The Nigeria Union of Petroleum and Natural Gas Workers and the Petroleum and Natural Gas Senior Staff Association of Nigeria have called for a “serious rethink” on the provision in Petroleum Industry Bill that restricts the import licence of petroleum products to only refiners in the country.
The leadership of PENGASSAN and NUPENG, in a joint statement on Tuesday, appreciated the members of the Senate and the House of Representatives for the passage of the much-awaited bill.
The statement said, “It is an undeniable fact that NUPENGASSAN over the years consistently advocated for the passage of this bill, as we firmly and strongly believed that the PIB is a singular piece of legislation that could further unlock the fortunes of the oil and gas industry, even as the world is positioning itself on the energy transition that will revolutionize different energy mix.

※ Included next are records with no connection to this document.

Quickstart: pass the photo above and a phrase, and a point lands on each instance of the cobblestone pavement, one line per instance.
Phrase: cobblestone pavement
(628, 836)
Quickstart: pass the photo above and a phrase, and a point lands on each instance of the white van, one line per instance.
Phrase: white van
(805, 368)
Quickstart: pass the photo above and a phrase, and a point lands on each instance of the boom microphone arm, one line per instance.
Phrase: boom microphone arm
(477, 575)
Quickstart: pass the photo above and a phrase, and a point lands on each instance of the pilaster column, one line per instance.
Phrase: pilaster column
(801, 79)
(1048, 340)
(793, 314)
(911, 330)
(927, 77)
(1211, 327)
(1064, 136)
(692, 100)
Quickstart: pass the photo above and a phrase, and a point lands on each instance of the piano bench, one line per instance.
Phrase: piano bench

“Having taken a cursory look at the bill as passed by both chambers of the National Assembly, we are fully in consonance with several provisions of the bill and are satisfied that our advocacy for a balanced bill that would encourage investors and generate additional revenue for government was somewhat captured.
“However, there are few very important areas we wish to urgently draw the attention of the legislators and stakeholders to for wholesome realisation of the full potentials of the bill.”
The unions called for their inclusion on the board of the industry regulator(s), describing this as crucial to ensuring accountability and transparency in the industry.
“The needs and justifications for this are many and enormous as it will also ensure that the regulators are further strengthened in ensuring that issues bordering on the welfare of workers would have been championed from the cradle of the bill,” it said.
On the fuel import licence restriction, the unions said called “for caution and serious rethink on the provision in the bill that restricts import license of products to only few refiners in the country”.
They said, “This provision will stifle price competition and leave pricing to be solely dictated by a few local refiners which is against the spirit, letters and intent of this bill.
“The bill should be crafted in a manner that will engender competition while also encouraging local refining. We should avoid running from one ugly scenario to an uglier situation that is avoidable.”
The unions noted that it had advocated for a single regulator in the industry, adding, “We are still of the strong view that this would be in the best interest of the industry and the nation at large as it would serve as a one-stop-shop for current and aspiring investors as far as regulatory steering is concerned.”
They advocated that the PIB should provide sufficient incentives to international and indigenous oil producers to invest in the downstream sector of the industry.
“We strongly believe that such incentives will help in driving the much-needed local refining,” the unions added.